The couple immediately began proceedings to become the boy's legal guardians (adoption as practiced in the West is prohibited by Islamic law). Though the process took more than six months and cost thousands of dollars, they finally moved Adam out of the orphanage.
"It was the first time in my life that I did not feel like a prisoner," beams Malika.
But no toys litter the floor of their Surfside home. And there is neither burbling laughter nor infant sobbing. The reason: This past September, at a court hearing in Marrakesh, American officials abruptly halted Malika's life-long dream.
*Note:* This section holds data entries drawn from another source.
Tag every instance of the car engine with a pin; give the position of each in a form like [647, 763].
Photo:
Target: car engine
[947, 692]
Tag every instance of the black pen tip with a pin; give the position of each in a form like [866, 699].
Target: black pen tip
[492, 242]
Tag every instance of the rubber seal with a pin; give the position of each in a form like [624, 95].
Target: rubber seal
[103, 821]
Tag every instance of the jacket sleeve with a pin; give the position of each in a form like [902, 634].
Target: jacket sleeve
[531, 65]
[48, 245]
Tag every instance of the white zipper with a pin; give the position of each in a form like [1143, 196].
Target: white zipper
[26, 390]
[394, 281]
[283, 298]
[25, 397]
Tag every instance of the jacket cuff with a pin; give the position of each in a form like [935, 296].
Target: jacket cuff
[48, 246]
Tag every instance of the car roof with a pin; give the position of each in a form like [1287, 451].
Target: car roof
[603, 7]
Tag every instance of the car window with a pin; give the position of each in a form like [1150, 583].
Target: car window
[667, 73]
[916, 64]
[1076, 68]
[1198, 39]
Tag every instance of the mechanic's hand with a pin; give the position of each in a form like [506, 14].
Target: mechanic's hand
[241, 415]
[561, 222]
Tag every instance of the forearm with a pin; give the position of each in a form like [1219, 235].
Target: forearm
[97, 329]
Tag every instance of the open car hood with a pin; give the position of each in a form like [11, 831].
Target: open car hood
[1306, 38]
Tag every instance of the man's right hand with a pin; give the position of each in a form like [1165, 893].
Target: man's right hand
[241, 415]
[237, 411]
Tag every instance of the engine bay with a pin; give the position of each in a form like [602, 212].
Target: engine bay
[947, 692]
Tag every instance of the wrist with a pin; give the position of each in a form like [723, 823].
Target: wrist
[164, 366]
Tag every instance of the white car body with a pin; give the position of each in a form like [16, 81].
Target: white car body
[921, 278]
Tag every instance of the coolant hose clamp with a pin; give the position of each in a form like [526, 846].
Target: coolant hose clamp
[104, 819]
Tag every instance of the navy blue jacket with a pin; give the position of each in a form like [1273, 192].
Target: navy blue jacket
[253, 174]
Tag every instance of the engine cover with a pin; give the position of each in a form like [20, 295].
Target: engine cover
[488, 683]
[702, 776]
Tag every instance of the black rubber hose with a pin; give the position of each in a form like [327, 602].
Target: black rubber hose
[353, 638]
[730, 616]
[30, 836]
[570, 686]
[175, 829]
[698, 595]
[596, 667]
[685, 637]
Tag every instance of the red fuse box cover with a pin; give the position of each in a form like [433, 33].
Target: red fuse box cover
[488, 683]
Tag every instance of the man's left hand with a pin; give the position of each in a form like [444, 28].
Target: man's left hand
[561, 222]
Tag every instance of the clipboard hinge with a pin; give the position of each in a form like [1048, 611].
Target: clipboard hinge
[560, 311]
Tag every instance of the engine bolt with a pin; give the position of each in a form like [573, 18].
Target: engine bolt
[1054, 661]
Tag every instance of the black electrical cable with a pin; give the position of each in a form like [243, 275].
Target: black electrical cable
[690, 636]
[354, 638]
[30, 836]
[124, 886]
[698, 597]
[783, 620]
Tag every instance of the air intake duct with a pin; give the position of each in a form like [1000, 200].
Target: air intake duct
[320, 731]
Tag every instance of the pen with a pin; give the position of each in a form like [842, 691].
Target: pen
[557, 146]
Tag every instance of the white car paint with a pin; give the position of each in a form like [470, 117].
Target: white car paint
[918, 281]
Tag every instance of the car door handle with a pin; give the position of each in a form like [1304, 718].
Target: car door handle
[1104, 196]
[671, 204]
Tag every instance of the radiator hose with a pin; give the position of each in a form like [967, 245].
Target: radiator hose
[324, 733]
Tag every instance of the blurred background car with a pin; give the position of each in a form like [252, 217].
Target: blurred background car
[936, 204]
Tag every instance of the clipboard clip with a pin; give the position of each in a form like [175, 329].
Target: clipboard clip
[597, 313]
They denied Adam a visa to enter the States, citing the fact that both parents are permanent U.S. residents, not citizens.
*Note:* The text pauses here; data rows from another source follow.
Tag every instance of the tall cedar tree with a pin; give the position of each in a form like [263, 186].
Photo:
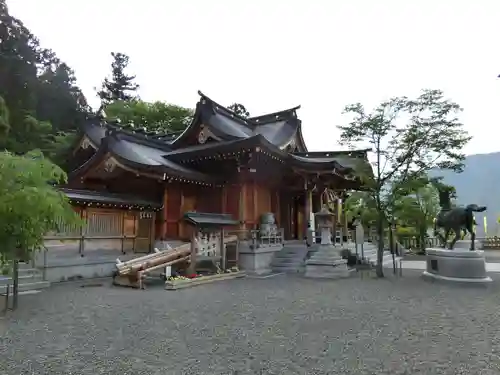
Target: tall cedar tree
[156, 116]
[120, 85]
[239, 109]
[409, 137]
[38, 91]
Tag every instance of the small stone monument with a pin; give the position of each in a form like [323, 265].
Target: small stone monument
[326, 262]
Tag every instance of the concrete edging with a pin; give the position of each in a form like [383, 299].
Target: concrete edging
[181, 284]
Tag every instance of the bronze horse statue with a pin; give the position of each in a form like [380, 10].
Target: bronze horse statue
[456, 219]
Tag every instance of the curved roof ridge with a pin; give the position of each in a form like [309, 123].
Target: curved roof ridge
[233, 114]
[259, 120]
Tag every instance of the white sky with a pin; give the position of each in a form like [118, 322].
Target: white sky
[274, 54]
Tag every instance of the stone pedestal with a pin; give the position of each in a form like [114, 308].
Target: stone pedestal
[326, 263]
[257, 260]
[457, 265]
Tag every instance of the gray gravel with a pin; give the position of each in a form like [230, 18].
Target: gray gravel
[280, 325]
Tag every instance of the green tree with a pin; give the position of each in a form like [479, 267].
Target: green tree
[156, 116]
[239, 109]
[418, 208]
[30, 206]
[119, 86]
[409, 137]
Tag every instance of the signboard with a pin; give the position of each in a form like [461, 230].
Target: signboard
[360, 234]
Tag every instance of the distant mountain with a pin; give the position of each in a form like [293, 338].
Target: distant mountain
[479, 183]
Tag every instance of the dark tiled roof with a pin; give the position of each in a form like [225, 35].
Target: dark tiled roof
[203, 219]
[277, 128]
[89, 196]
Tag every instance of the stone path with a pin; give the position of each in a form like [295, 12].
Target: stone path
[279, 325]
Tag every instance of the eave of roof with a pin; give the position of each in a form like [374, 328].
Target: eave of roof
[278, 128]
[140, 156]
[203, 219]
[110, 199]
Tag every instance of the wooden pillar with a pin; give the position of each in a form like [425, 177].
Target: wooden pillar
[242, 207]
[164, 214]
[224, 199]
[152, 236]
[223, 250]
[83, 217]
[192, 264]
[180, 223]
[123, 232]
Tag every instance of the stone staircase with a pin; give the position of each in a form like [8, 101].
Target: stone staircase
[370, 253]
[326, 262]
[291, 258]
[30, 281]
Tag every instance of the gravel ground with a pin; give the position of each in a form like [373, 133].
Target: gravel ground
[280, 325]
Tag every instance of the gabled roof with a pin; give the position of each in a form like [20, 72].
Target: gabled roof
[278, 128]
[267, 135]
[106, 198]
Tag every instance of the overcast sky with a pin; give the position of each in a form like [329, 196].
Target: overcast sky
[275, 54]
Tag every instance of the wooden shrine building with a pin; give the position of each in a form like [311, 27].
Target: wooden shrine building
[138, 184]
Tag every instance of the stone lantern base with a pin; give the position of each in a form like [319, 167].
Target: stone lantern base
[326, 263]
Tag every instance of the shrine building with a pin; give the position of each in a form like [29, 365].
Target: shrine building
[134, 186]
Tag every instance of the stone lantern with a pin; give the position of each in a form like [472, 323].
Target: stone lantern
[324, 220]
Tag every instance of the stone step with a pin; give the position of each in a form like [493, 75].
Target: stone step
[325, 260]
[280, 262]
[290, 258]
[26, 292]
[23, 287]
[327, 272]
[288, 269]
[23, 277]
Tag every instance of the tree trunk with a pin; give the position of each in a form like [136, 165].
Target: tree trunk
[15, 279]
[423, 232]
[380, 248]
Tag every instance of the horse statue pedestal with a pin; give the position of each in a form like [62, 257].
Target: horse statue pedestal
[460, 265]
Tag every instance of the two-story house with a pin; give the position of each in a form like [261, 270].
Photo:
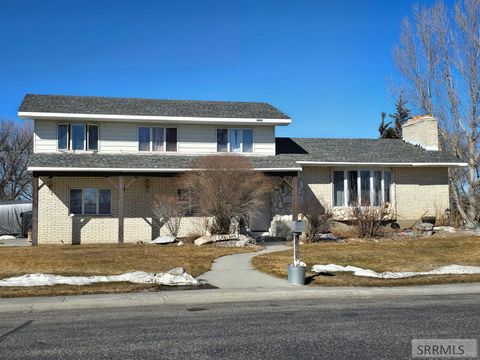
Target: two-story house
[98, 162]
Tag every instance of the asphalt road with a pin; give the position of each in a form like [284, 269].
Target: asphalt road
[326, 329]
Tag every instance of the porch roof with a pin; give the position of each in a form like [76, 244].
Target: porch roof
[292, 154]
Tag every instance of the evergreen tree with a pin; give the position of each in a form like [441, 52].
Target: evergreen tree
[401, 115]
[382, 129]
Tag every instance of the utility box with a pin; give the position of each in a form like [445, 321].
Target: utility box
[298, 227]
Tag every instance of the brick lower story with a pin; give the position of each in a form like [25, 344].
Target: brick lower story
[417, 192]
[56, 225]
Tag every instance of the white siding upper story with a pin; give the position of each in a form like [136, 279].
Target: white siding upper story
[123, 137]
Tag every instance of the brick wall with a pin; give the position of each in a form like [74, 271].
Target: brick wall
[422, 131]
[416, 190]
[56, 226]
[419, 191]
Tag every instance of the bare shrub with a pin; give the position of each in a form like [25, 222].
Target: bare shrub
[368, 220]
[170, 210]
[227, 188]
[319, 218]
[16, 145]
[441, 218]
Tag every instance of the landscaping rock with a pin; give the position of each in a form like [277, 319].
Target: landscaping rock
[407, 232]
[244, 241]
[448, 229]
[326, 237]
[202, 240]
[176, 271]
[164, 239]
[424, 227]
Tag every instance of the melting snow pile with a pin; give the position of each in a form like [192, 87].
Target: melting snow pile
[176, 276]
[444, 270]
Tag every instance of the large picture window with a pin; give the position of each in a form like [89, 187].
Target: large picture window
[77, 137]
[365, 187]
[90, 201]
[222, 140]
[235, 140]
[157, 139]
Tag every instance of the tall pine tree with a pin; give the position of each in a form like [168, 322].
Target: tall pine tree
[401, 115]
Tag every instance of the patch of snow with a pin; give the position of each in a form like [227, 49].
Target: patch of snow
[176, 276]
[164, 239]
[444, 270]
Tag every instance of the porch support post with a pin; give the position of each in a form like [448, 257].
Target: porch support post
[295, 198]
[121, 208]
[34, 210]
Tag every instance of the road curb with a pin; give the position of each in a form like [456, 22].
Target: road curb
[212, 296]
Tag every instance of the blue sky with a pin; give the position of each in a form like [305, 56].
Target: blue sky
[324, 63]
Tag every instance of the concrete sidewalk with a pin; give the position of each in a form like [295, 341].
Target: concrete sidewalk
[236, 271]
[190, 297]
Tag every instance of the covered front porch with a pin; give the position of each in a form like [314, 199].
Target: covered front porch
[105, 207]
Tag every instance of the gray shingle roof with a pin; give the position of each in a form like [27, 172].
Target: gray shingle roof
[361, 150]
[288, 152]
[148, 107]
"I was suicidal," laments Malika, who forbids any of her young son's belongings in the house.
"I tell you, we can't bear the separation," echoes Bordreuil.
But the law is clear, says immigration attorney Ira Kurzban: "A legal permanent resident does not have the same rights as a citizen." Residents must apply for a visa for adopted children. "The wait time is four and a half years."
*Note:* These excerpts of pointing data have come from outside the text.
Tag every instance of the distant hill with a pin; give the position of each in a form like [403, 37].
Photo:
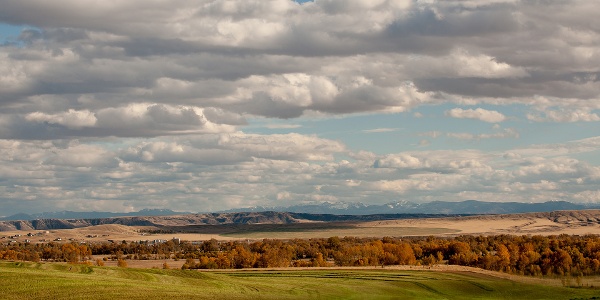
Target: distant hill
[469, 207]
[90, 215]
[436, 207]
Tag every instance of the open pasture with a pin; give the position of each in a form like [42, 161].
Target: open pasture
[64, 281]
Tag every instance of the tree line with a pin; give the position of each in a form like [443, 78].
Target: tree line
[526, 255]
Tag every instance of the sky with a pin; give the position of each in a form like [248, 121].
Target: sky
[211, 105]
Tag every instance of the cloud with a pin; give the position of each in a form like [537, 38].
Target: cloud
[380, 130]
[481, 114]
[121, 105]
[564, 116]
[504, 134]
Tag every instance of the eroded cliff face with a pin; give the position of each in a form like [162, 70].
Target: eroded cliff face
[181, 220]
[579, 217]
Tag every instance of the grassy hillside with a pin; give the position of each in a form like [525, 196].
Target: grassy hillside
[62, 281]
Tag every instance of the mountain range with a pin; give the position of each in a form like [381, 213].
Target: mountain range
[469, 207]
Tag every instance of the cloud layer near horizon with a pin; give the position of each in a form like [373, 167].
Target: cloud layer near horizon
[133, 104]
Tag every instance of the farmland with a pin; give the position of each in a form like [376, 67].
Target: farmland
[67, 281]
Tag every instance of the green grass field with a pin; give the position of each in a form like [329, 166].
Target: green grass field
[62, 281]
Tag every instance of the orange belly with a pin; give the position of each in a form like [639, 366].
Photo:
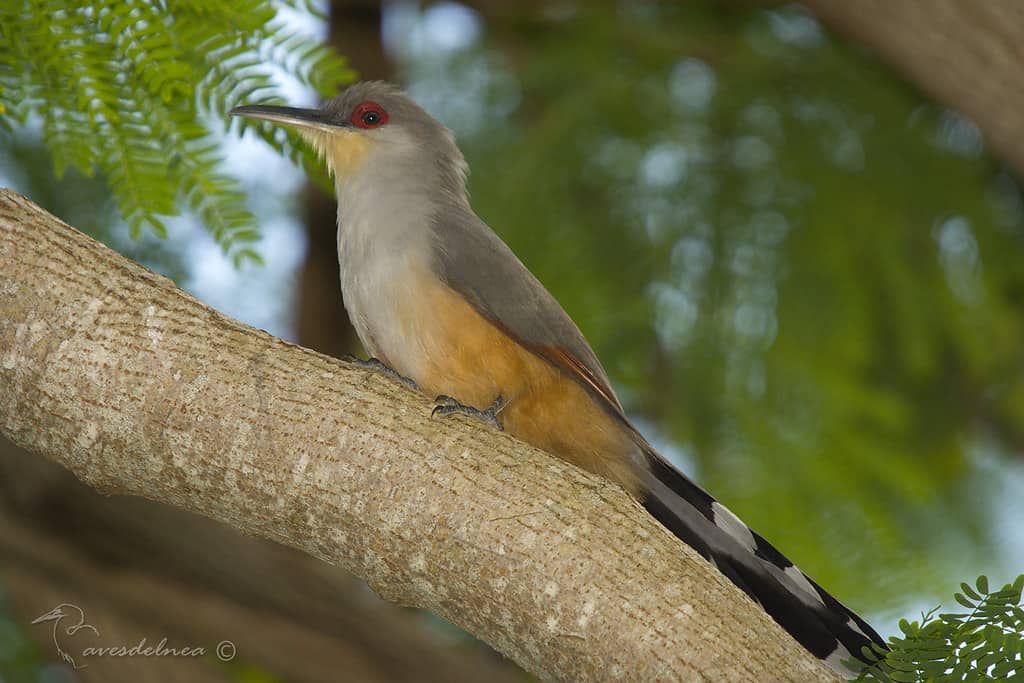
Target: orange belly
[464, 355]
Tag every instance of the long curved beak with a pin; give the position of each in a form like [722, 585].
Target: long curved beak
[291, 116]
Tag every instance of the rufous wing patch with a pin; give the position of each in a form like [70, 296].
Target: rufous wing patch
[574, 367]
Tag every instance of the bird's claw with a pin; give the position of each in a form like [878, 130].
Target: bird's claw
[448, 406]
[380, 367]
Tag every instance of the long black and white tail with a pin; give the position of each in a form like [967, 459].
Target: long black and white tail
[820, 623]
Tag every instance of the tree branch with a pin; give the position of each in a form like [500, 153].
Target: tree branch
[139, 389]
[965, 54]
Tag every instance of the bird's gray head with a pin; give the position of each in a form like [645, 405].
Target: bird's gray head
[374, 128]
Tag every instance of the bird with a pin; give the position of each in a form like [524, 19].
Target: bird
[437, 298]
[56, 615]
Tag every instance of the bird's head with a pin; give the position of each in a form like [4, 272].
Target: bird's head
[54, 614]
[374, 130]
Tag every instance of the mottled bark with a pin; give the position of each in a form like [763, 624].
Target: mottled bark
[139, 389]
It would take the better part of Adam's childhood to yield a result.
Today the baby resides with Malika's elderly mother in Marrakesh while the couple pursues their only other option for securing their son's imminent arrival: humanitarian parole. Decided on a case-by-case basis at the discretion of the secretary of the Department of Homeland Security, it is a mysterious contest of human suffering. Extra points are given for narrative novelty, news-media buzz, and Congressional intervention.
Of the more than 7000 requests for humanitarian parole the government has received since January 2000, officials say, only about 25 percent have been approved.
Dan McLaughlin, spokesperson for Florida Sen. Bill Nelson, whom Malika contacted about Adam's case this past October, says Senator Nelson will use his voice to help unite the family. "All we need to do is know that they filed it, and then we can try to seek an expedited decision on behalf of the State Department and hopefully a favorable decision," McLaughlin says.
Meanwhile Malika must wait a familiar experience for her. Except now, power doesn't lie in the hands of a tyrannical monarch or abusive prison guard, but the U.S. government.
Only time will tell if the paragon of democracy shows more leniency.